Today, I bring you an interview with Patricia Abbot, whose short story collection, I Bring Sorrow & Other Stories of Transgression, just recently hit shelves. Enjoy!
“A sparkling collection from Edgar-finalist Abbott...This brilliant collection is sure to boost the author’s reputation as a gifted storyteller.”
―Publishers Weekly (Starred Review)
What drew you into the genre you write in?
Although a lot of the fiction I read would not be categorized as crime fiction, I am drawn to writing it because there is an immediate and compelling focus to the story: a crime of some sort, a grievance, a loss, some issue to be addressed. My first dozen or so published stories did not feature a crime per say but many were about marginalized people. Certainly many of my favorite books dealt with victimization, or feelings of desire unmet. My characters are often dissatisfied with their lot in life and how they address that dissatisfaction becomes the story.
How important is the setting in your collection?
The setting is very important to me. In both of my novels, the story reflects the city they take place in. Philadelphia of the 1950s-1980s (Concrete Angel) is very specific to me. One chapter, in particular, recalls the grand dames of department stores in the 1960s: Lit Brothers, Strawbridges, John Wanamakers and Gimbels. Going downtown to shop in those stores necessitated white gloves and high heels- even for a teenager. Shopping was an event. In Shot in Detroit, I tried to capture Detroit at its worst moment without being patronizing or callous. But all of my short stories treat place as an important part of the narrative, too. I would say after character, setting is the most important element for me. How to capture Tuscon, or Pacific Beach, CA or Portland, Maine without overdoing it is great fun for me.
What single book has been most influential to you as a writer?
The Great Gatsby can be read multiple times without losing its freshness. The book I read at 20 is different than the one I read last year. Each time, it reveals new insights on how to create character, place, plot in a very short novel. Every character in The Great Gatsby is dissatisfied. Unmet desire overwhelms all of them.
Did your collection have an alternate title?
It’s original title was Flight Tales. That made sense because in nearly every story someone is running from something: a woman from her bi-polar mother, an elderly woman from the Detroit that has changed, a man from his harridan of a wife.
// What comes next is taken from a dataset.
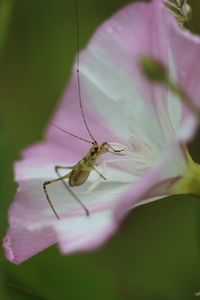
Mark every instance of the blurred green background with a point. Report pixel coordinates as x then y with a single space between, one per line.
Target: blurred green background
155 255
However, that title had no poetry to it. So I began to look for another way to express the theme. I Bring Sorrow is from an aria Maria Callas sang called “La Mamma Morta” (They killed my mother) from the opera Andrea Chenier by Umberto Giodana. It was beautifully used in the movie Philadelphia, bringing everyone to tears.
Do you have a set routine as a writer?
When the writing is going well, I write off and on all day. I am a pantser, so getting up and mopping a floor or taking a walk is part of the process for me. My unconscious needs time to catch up with my conscious mind. Lately, the switching between shorts and novels has been difficult. My head has not been in the right place to allow characters and incidents to take hold. Hopefully I am behind that.